First of all sorry for calling malloc inside signal handler :).I too understand we should not do any time consuming task/this kind of nasty stuff inside signal handler.
But i am curious to know the reason why it is crashed ?
#0 0x00006e3ff2b60dce in _lll_lock_wait_private () from /lib64/libc.so.6
#1 0x00006e3ff2aec138 in _L_lock_9164 () from /lib64/libc.so.6
#2 0x00006e3ff2ae9a32 in malloc () from /lib64/libc.so.6
#3 0x00006e3ff1f691ad in ?? () from ..
i got similar core reported in https://access.redhat.com/solutions/48701 .
operating system : RHEL
malloc()
is not a function that can be safely called from a signal handler. It's not a async-signal-safe function.
So, you should never call malloc() from a signal handler. You are only allowed to call a limited set of functons from a signal handler.
See the man signal-safety for the list of functions you can safely call from a signal handler.

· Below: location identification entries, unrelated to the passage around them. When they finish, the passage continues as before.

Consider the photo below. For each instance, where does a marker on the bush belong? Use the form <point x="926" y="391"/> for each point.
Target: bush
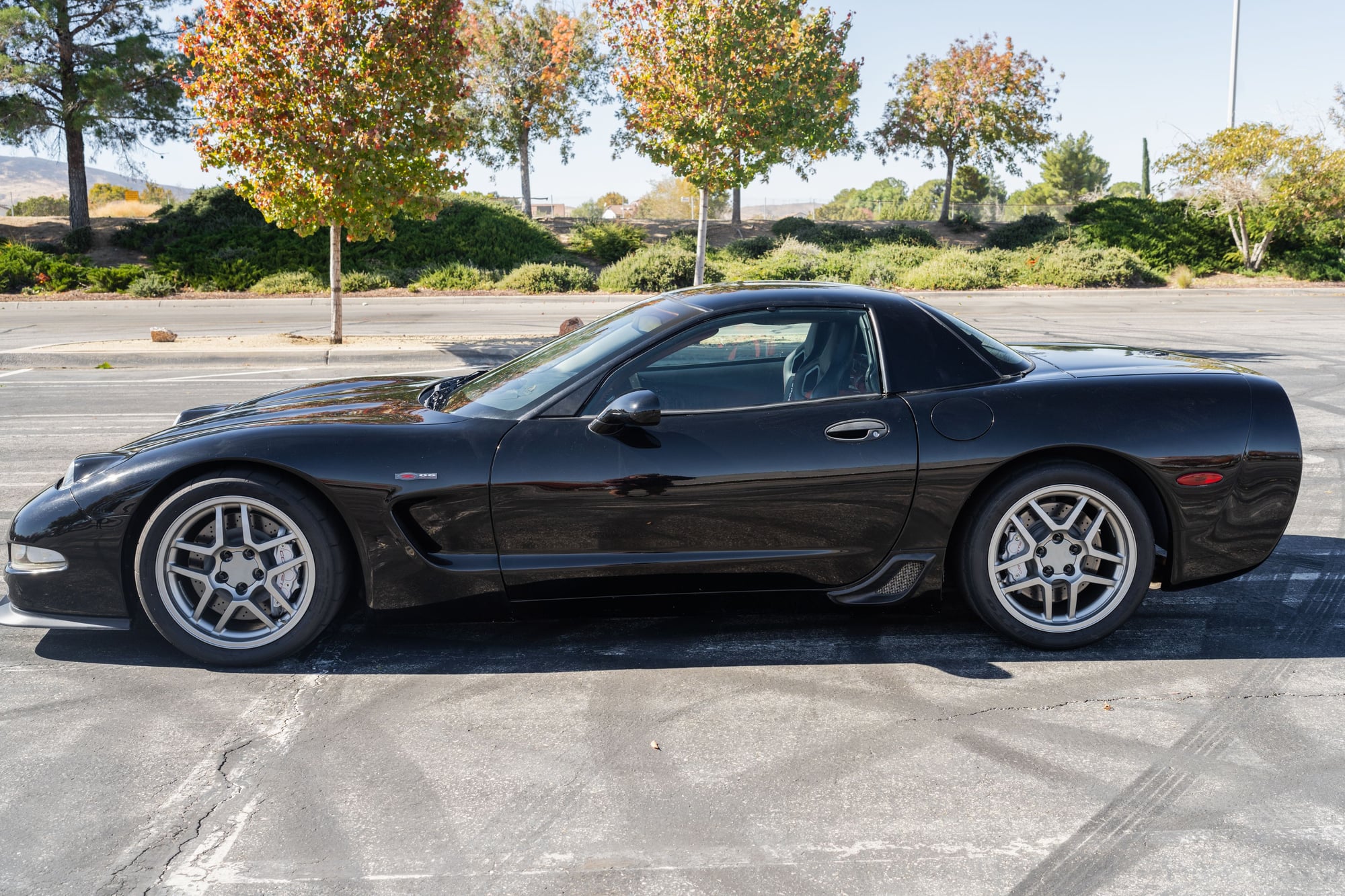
<point x="792" y="227"/>
<point x="1073" y="266"/>
<point x="549" y="278"/>
<point x="112" y="279"/>
<point x="607" y="241"/>
<point x="750" y="248"/>
<point x="1027" y="232"/>
<point x="960" y="270"/>
<point x="1165" y="235"/>
<point x="287" y="283"/>
<point x="905" y="236"/>
<point x="79" y="240"/>
<point x="455" y="276"/>
<point x="192" y="240"/>
<point x="364" y="282"/>
<point x="884" y="266"/>
<point x="42" y="208"/>
<point x="153" y="286"/>
<point x="656" y="270"/>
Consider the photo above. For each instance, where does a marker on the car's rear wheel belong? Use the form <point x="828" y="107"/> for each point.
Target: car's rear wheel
<point x="1059" y="556"/>
<point x="240" y="568"/>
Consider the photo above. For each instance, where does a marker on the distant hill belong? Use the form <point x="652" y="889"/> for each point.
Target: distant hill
<point x="26" y="177"/>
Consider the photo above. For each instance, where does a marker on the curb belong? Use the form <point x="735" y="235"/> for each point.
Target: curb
<point x="447" y="357"/>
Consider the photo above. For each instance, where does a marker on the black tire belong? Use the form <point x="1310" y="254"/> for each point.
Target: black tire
<point x="1005" y="614"/>
<point x="322" y="580"/>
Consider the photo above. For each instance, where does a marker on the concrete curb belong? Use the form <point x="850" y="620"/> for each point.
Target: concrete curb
<point x="447" y="357"/>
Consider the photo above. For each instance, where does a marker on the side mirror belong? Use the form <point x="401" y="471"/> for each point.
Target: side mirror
<point x="633" y="409"/>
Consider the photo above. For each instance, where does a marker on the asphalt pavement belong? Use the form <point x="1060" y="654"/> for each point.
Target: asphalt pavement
<point x="801" y="748"/>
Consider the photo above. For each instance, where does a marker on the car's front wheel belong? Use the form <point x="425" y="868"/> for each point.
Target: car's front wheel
<point x="240" y="568"/>
<point x="1059" y="556"/>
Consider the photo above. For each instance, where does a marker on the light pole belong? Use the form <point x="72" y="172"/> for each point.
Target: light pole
<point x="1233" y="65"/>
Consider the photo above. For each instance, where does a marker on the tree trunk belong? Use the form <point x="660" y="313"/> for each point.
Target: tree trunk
<point x="77" y="178"/>
<point x="524" y="165"/>
<point x="948" y="189"/>
<point x="75" y="132"/>
<point x="334" y="274"/>
<point x="701" y="233"/>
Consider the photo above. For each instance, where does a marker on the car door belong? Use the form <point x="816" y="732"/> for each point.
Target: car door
<point x="778" y="463"/>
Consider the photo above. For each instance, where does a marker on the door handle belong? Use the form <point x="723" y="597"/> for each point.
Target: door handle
<point x="857" y="431"/>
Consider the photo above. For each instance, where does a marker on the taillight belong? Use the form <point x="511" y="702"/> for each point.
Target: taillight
<point x="1200" y="479"/>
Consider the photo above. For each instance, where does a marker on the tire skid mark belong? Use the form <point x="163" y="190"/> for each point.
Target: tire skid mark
<point x="1116" y="834"/>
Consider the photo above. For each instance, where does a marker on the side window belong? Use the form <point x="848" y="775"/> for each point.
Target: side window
<point x="753" y="360"/>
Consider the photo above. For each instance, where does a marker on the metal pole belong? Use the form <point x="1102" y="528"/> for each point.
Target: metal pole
<point x="1233" y="65"/>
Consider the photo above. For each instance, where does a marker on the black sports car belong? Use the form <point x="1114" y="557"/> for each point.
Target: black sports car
<point x="742" y="438"/>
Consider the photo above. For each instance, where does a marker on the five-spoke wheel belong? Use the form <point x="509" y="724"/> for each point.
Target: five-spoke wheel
<point x="240" y="568"/>
<point x="1059" y="556"/>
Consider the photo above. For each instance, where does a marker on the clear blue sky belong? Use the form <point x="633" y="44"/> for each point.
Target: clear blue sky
<point x="1140" y="69"/>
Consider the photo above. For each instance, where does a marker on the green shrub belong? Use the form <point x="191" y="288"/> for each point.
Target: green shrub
<point x="1027" y="232"/>
<point x="884" y="266"/>
<point x="192" y="239"/>
<point x="42" y="208"/>
<point x="455" y="276"/>
<point x="289" y="283"/>
<point x="793" y="227"/>
<point x="656" y="270"/>
<point x="960" y="270"/>
<point x="153" y="286"/>
<point x="112" y="279"/>
<point x="607" y="241"/>
<point x="539" y="278"/>
<point x="79" y="240"/>
<point x="903" y="236"/>
<point x="1165" y="235"/>
<point x="364" y="282"/>
<point x="750" y="248"/>
<point x="1073" y="266"/>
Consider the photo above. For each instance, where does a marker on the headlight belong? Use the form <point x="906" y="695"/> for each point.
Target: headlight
<point x="32" y="559"/>
<point x="87" y="466"/>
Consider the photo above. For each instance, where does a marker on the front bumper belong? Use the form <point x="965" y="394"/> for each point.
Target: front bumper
<point x="91" y="583"/>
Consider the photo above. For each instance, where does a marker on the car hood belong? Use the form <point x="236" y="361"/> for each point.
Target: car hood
<point x="1089" y="360"/>
<point x="362" y="400"/>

Looking at your GDB output, it appears that while malloc()
is holding a lock, you are calling malloc()
again which results in a deadlock.
Only async-signal-safe functions can safely be called from within a signal handler.
Per the POSIX standard:
Any function not in the above [replicated below]table may be unsafe with respect to
signals. Implementations may make other interfaces async-signal-safe.
In the presence of signals, all functions defined by this volume of
POSIX.1-2008 shall behave as defined when called from or interrupted
by a signal-catching function, with the exception that when a signal
interrupts an unsafe function or equivalent (such as the processing
equivalent to exit()
performed after a return from the initial call
to main()) and the signal-catching function calls an unsafe function,
the behavior is undefined. Additional exceptions are specified in the
descriptions of individual functions such as longjmp()
.
If you call an "unsafe function" from within a signal handler, the "behavior is undefined".
The Linux signal.7
man page states:
Async-signal-safe functions
A signal handler function must be very careful, since processing
elsewhere may be interrupted at some arbitrary point in the execution
of the program. POSIX has the concept of "safe function". If a
signal interrupts the execution of an unsafe function, and handler
either calls an unsafe function or handler terminates via a call to
longjmp() or siglongjmp() and the program subsequently calls an
unsafe function, then the behavior of the program is undefined.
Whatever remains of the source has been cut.